A fatal crash in August involving a semi-truck that made an illegal U‑turn on a Florida toll road killed three people, setting off a nationwide regulatory response. The driver, Harjinder Singh, turned out to be in the U.S. illegally but held a commercial driver’s license (CDL) issued by California—a state among 19 that issue CDLs regardless of immigration status.
In response, Transportation Secretary Sean Duffy directed the Federal Motor Carrier Safety Administration (FMCSA) to audit all states’ issuance of non‑domiciled CDLs. The audit uncovered systemic noncompliance in California, Colorado, Pennsylvania, South Dakota, Texas, and Washington. Officials cited programming flaws, weak quality checks, and staff failures that allowed ineligible drivers to receive CDLs or hold licenses that extended beyond their legal stay in the U.S.
Under the emergency action plan, states must immediately pause issuing non‑domiciled CDLs, identify unexpired CDLs that don’t conform, and revoke and reissue those that meet newly tightened requirements. California, the state with the most glaring violations, has 30 days to comply or risk losing about $160 million in federal highway funding—doubling the penalty in year two.

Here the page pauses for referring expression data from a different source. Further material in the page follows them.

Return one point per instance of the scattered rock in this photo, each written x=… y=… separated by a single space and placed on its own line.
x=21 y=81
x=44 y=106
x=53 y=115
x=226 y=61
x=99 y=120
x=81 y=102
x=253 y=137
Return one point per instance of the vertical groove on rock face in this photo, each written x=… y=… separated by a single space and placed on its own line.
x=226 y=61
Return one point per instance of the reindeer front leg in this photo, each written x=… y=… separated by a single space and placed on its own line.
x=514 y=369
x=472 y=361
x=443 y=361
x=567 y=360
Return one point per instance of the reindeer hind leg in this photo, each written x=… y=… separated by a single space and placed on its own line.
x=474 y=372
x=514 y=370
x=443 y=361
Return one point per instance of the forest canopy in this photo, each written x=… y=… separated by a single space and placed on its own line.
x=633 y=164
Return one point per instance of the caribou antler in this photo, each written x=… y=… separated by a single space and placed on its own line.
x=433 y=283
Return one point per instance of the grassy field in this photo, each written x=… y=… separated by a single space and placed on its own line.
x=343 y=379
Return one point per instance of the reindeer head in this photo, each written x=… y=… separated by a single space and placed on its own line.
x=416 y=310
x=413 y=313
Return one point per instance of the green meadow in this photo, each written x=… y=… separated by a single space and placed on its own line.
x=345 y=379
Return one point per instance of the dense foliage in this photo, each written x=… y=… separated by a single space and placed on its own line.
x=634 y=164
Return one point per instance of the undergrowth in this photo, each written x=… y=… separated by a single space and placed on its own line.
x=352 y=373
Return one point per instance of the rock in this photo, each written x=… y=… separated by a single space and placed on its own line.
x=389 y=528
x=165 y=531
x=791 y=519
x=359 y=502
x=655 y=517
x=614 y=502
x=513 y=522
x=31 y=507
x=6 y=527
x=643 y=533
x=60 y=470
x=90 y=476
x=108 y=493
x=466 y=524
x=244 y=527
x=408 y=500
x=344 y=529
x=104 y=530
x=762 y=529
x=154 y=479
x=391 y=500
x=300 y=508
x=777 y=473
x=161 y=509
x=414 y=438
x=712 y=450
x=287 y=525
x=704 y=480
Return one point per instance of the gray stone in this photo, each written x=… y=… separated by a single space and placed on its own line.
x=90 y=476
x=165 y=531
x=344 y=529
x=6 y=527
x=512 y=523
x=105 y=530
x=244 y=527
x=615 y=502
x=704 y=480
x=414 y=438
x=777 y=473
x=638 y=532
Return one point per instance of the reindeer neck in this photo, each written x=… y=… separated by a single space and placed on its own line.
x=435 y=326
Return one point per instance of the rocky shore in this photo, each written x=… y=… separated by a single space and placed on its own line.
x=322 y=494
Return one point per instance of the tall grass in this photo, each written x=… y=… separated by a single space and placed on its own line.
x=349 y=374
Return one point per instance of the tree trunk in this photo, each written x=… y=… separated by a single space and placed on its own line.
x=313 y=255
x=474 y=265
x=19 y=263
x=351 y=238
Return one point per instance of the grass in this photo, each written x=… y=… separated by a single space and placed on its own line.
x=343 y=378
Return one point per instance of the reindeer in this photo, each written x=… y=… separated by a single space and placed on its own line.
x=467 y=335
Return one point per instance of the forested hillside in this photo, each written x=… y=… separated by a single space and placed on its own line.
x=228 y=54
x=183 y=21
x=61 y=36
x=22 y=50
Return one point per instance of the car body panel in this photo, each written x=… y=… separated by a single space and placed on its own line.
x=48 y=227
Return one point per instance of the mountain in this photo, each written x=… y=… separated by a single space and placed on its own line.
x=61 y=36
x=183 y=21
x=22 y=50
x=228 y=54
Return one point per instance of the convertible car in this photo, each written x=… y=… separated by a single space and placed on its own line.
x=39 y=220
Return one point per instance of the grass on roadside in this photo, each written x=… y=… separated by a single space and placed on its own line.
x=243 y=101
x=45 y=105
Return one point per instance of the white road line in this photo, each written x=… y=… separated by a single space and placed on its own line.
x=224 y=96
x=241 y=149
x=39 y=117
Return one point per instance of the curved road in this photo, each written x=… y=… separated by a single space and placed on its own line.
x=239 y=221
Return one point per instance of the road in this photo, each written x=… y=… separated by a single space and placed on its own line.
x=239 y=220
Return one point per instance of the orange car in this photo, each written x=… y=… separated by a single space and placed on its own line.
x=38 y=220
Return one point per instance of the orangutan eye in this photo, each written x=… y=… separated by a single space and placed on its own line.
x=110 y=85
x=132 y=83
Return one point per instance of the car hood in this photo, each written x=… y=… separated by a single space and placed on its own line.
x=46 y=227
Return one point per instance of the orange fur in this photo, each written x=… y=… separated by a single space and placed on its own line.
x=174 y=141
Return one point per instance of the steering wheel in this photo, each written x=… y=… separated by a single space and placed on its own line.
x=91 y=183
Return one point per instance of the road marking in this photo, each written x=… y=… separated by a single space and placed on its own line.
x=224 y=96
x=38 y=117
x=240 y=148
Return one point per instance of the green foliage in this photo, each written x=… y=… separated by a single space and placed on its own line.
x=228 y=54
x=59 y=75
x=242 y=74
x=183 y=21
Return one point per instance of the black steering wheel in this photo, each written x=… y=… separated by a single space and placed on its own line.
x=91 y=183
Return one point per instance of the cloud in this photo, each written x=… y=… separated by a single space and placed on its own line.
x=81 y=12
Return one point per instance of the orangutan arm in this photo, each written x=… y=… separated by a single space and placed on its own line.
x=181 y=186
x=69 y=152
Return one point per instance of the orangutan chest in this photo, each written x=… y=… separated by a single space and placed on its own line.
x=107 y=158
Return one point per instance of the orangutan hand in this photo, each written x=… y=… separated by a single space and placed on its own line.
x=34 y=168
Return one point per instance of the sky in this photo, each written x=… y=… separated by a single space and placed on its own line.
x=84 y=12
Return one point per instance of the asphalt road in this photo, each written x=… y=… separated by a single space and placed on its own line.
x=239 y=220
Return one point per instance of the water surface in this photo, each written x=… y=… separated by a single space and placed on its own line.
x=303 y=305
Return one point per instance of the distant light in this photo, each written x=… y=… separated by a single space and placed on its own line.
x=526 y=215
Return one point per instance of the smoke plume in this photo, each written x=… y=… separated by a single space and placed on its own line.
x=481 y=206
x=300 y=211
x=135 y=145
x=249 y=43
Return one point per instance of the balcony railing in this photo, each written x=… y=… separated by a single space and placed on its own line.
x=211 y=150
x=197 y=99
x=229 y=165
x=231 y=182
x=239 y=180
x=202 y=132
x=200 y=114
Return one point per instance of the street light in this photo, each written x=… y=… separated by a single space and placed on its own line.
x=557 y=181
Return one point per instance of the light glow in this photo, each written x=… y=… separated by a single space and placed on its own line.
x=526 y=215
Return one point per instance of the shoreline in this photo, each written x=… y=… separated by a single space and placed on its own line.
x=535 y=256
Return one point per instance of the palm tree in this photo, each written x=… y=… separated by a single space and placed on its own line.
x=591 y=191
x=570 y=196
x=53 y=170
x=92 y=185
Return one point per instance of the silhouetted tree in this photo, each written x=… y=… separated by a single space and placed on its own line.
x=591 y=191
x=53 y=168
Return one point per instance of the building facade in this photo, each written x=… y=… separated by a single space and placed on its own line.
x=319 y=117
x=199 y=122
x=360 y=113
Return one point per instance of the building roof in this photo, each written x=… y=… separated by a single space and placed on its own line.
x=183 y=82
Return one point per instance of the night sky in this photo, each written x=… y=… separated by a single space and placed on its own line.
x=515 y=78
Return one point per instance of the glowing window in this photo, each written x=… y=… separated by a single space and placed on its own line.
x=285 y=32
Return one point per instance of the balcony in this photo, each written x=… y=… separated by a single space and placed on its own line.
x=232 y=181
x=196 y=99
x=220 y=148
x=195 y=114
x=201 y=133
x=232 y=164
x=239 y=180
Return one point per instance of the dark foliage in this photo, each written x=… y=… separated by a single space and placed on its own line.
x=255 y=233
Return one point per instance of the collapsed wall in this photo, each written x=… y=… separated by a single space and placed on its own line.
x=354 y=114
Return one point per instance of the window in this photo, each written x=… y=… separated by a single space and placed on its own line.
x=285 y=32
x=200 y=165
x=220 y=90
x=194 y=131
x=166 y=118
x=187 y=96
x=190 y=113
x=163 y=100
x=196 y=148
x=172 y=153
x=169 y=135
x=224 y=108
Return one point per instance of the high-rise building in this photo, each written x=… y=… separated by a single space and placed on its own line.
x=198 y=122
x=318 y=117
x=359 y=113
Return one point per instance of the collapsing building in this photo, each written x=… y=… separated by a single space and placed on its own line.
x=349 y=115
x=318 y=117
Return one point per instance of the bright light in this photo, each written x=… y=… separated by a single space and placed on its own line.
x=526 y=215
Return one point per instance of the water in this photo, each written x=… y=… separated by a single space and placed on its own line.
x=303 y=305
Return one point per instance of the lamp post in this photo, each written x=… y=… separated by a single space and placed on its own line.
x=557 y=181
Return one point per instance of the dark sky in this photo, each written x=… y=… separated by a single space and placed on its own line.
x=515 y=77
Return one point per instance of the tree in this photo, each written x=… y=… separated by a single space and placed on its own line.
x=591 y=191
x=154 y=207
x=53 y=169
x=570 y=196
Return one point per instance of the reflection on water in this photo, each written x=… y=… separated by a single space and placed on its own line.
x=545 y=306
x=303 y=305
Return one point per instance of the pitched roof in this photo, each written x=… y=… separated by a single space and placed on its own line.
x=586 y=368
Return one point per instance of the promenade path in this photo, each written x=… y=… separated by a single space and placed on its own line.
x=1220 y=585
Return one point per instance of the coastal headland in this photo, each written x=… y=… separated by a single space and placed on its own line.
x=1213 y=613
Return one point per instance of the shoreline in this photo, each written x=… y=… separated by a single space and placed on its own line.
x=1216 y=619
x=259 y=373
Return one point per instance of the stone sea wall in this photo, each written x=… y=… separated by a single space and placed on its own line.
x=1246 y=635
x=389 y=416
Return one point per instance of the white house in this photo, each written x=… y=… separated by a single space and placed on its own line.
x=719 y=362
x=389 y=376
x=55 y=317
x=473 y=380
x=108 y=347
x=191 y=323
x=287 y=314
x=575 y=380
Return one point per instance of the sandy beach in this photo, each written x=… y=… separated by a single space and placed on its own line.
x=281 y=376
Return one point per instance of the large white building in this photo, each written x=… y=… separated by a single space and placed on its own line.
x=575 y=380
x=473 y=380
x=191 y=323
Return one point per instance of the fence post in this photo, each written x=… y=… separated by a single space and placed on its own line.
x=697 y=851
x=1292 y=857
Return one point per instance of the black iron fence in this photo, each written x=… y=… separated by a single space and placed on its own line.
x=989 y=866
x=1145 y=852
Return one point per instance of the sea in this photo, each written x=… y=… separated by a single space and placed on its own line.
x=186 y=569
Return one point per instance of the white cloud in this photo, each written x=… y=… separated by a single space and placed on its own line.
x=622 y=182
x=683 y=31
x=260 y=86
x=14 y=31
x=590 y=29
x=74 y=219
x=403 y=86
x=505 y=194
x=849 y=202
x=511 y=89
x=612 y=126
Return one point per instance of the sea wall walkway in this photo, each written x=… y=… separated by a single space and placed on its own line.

Duffy publicly blamed lax border enforcement policies under the Biden administration for facilitating the exploitation of the trucking licensing system. He warned that states failing to comply will face severe consequences, including possible suspension of their entire CDL licensing program.
New rules now require that CDL applicants provide an unexpired foreign passport and valid work visa, and licenses must expire no later than the driver’s legal status in the U.S. Those in the country illegally are no longer eligible.
This crackdown marks one of the most aggressive federal interventions in state licensing practices in recent years. Observers say it signals a shift toward stricter accountability for states that prioritize expansive licensing over national security and road safety.